EPA decision causes uproar in Florida

A battle royal is brewing over the U.S. Environmental Protection Agency’s agreement to set numeric limits on nutrient concentrations in Florida waters. In a consent decree signed by lawyers for EPA and environmental groups, the agency agreed to propose “numeric water quality criteria for lakes and flowing waters” in the state by Jan. 14, 2010, with final regulations to follow Oct. 15. The deadlines for coastal and estuarine waters in 2011 would be the same. The Florida Wildlife Federation, the Conservancy of Southwest Florida, the Environmental Confederation of Southwest Florida, St. John’s Riverkeeper, and the Sierra Club sued EPA in July 2008.

“The suit challenged an unacceptable decade-long delay by the state and federal governments in setting limits for nutrient pollution,” environmental law firm Earthjustice said. “EPA’s agreement to set enforceable nutrient limits settles that lawsuit.”

The filing of the consent decree “has nationwide implications,” Earthjustice said. “Currently, Florida and most other states have only vague limits regulating nutrient pollution. EPA will now begin the process of imposing quantifiable – and enforceable – water quality standards to tackle nutrient pollution.”< An EPA Inspector General report released shortly after the filing of the agreement criticizes the agency for failing to address "widespread" nutrient pollution. "EPA's 1998 National Strategy and Plan to promote state adoption of nutrient water quality standards (which better protect aquatic life and human health) has been ineffective," the report said. "In the 11 years since EPA issued its strategy, half the states still had no numeric nutrient standards," the IG said. "States have not been motivated to create these standards because implementing them is costly and often unpopular with various constituencies." States have failed to meet promised deadlines, the report noted, and "the current approach does not assure that states will develop standards that provide adequate protection for downstream waters. Until recently, EPA has not used its Clean Water Act authority to promulgate water quality standards for states. EPA cannot rely on the states alone to ensure that numeric nutrient standards are established." "States continue to report over 14,000 impairments for nutrient and nutrient-related pollution on their impaired waters lists," the IG said. Though lauded by environmentalists and ballyhooed by EPA, the agreement angered the state of Florida, which said it had been researching the issue for years. Mike Sole, secretary of the state Department of Environmental Protection, told the St. Petersburg Times that he was “frustrated” by EPA’s action and predicted that it would cost the state’s taxpayers dearly. “It is going to affect you and I as Floridians,” he told the newspaper.

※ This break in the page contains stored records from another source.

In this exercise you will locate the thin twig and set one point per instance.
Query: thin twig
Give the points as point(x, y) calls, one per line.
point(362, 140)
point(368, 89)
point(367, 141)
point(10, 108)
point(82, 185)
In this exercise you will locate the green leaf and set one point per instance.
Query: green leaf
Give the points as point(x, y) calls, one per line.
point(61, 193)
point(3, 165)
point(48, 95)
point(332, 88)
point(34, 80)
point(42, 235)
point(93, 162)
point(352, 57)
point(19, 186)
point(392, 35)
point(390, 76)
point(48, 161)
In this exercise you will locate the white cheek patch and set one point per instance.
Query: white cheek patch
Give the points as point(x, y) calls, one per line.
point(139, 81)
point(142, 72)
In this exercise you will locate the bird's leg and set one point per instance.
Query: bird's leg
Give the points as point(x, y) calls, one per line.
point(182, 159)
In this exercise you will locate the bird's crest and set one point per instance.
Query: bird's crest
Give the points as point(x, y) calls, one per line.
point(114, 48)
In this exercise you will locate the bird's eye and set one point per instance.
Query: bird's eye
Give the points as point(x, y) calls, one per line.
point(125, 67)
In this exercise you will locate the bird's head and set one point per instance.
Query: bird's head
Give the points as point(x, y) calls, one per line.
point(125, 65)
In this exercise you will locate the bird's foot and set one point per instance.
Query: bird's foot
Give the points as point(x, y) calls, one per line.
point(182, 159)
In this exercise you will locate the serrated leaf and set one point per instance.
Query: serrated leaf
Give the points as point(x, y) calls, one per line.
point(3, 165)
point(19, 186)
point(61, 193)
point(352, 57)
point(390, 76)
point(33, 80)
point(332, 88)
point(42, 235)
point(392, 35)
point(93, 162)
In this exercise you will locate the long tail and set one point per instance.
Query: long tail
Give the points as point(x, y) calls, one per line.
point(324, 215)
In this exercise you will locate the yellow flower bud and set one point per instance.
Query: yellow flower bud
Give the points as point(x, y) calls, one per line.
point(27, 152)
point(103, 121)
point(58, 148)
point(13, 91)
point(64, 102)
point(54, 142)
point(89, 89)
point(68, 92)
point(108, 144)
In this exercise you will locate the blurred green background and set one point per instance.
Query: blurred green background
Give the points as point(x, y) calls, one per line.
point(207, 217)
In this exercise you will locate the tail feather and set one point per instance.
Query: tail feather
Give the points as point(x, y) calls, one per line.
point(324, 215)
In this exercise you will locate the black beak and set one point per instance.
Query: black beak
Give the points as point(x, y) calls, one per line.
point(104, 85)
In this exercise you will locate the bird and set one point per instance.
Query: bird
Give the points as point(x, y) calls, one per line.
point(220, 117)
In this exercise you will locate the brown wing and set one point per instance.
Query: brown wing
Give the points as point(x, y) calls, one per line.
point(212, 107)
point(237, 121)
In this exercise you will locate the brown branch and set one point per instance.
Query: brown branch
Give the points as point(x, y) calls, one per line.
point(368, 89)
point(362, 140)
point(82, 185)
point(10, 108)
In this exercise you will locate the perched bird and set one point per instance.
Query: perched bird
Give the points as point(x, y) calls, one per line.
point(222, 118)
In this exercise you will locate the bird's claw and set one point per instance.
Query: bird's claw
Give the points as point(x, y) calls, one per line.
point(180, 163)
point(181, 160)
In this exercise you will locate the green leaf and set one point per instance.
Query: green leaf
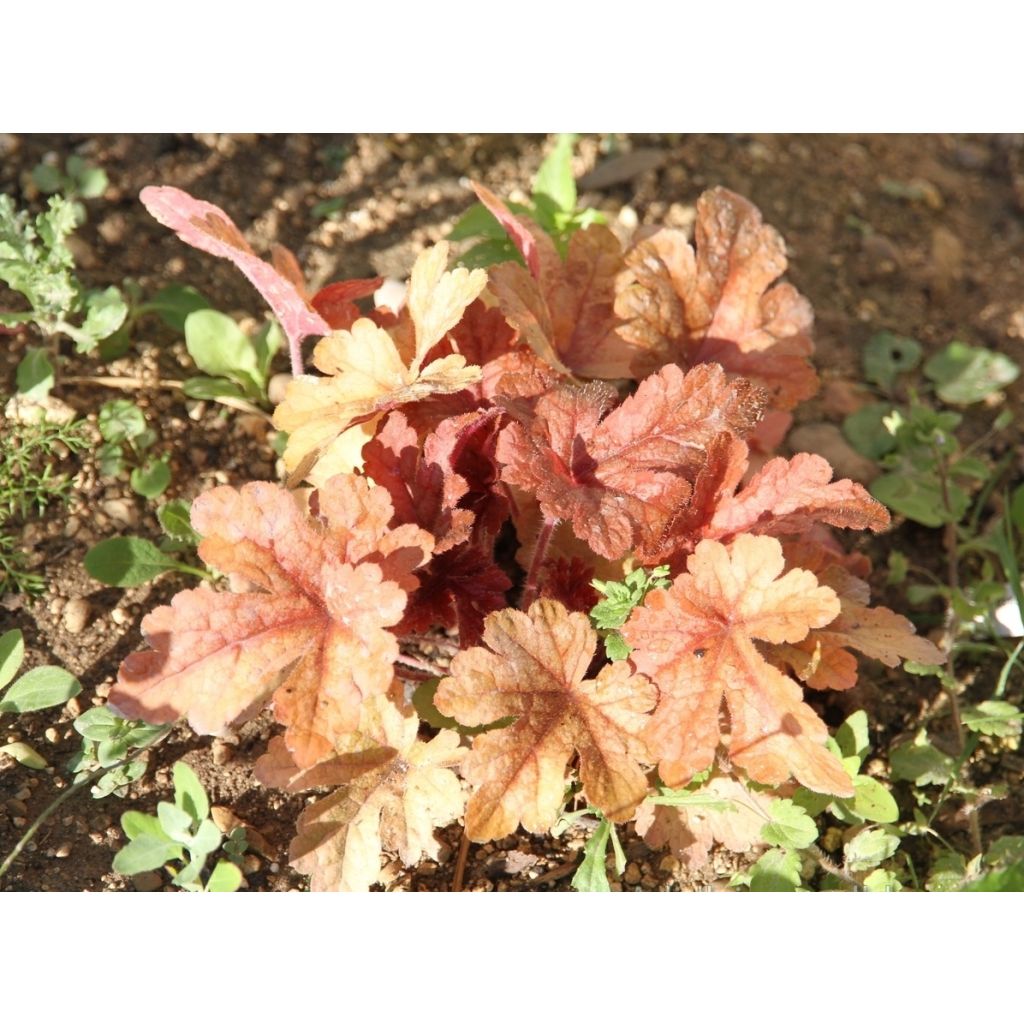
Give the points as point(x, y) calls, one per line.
point(120, 421)
point(775, 871)
point(218, 345)
point(46, 686)
point(145, 854)
point(592, 875)
point(920, 762)
point(488, 253)
point(25, 755)
point(920, 497)
point(866, 431)
point(105, 312)
point(852, 736)
point(477, 221)
point(887, 355)
point(135, 823)
point(152, 479)
point(615, 647)
point(11, 655)
point(965, 375)
point(188, 793)
point(947, 872)
point(35, 374)
point(1010, 880)
point(225, 878)
point(177, 823)
point(881, 881)
point(127, 561)
point(96, 724)
point(993, 718)
point(872, 801)
point(868, 848)
point(176, 521)
point(554, 178)
point(790, 827)
point(173, 304)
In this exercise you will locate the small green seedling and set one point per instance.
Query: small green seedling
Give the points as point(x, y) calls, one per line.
point(609, 614)
point(127, 438)
point(109, 741)
point(182, 832)
point(129, 561)
point(46, 686)
point(79, 179)
point(29, 483)
point(238, 366)
point(36, 261)
point(552, 206)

And a host of Florida business and utility interests – including fertilizer companies – are determined to kill the deal.

The Florida Water Environment Association Utility Council asked U.S. District Judge Robert Hinkle to stay the case until it can file a lawsuit. The association, which also has asked to intervene, sent EPA a 60-day Notice of Intent to Sue (NOITS) on Aug. 14, meaning that the soonest it could sue would be mid-October. The Florida Minerals and Chemistry Council also filed an NOITS, which said EPA had already approved a 2007 state plan to develop numeric criteria. Under that plan, the department “would have until 2011 before EPA would consider the state to be untimely in its pursuit of state numeric nutrient criteria,” the council said in its Aug. 24 letter.

A number of groups that have already intervened, including the state and national farm bureaus, fruit and vegetable growers, and cattlemen, said the decree “will dramatically and adversely affect” their interests. Noting that they were not involved in the settlement negotiations, they asked Hinkle to schedule a “fairness hearing” on the proposal. They said they would argue that “the evidence and record will show that the proposed consent decree is not substantively fair….In addition, it is not a product of careful scientific study and deliberation on the part of EPA, [and] the timelines . . . are far too short to allow for the establishment of scientifically defensible criteria.”

They also said that the agency’s decision was driven more by litigation than science, citing an EPA memorandum that discussed settling the case to prevent the judge from ruling against the agency. Specifically, EPA was worried that Hinkle might agree with the plaintiffs’ argument that with the release of its strategy in 1998, EPA had already made the requisite “necessity determination” that nutrient limits should be adopted promptly for nitrogen and phosphorus. With that legal precedent, environmental groups could sue in a number of other states, the agency speculated. To limit the repercussions from Florida, the consent decree does not conclude that the 1998 strategy amounted to a necessity determination.

The IG report quoted EPA’s Ecological and Health Protection Branch Chief as saying the Florida determination was state-specific and that no other determinations were planned for the near future.

Shortly before leaving the agency, Assistant Administrator for Water Ben Grumbles made the necessity determination, concluding that nutrient criteria had to be developed for Florida. But the utility association said he had only two weeks to make the decision, foreclosing the possibility of careful study.

The industry parties asserted that “EPA’s determination was undertaken as an exercise in litigation risk management, rather than an effort to implement the goals of the Clean Water Act or to establish appropriate standards for water quality criteria in the State of Florida.” The judge has not decided whether to schedule a hearing. He likely will begin focusing on the case in September.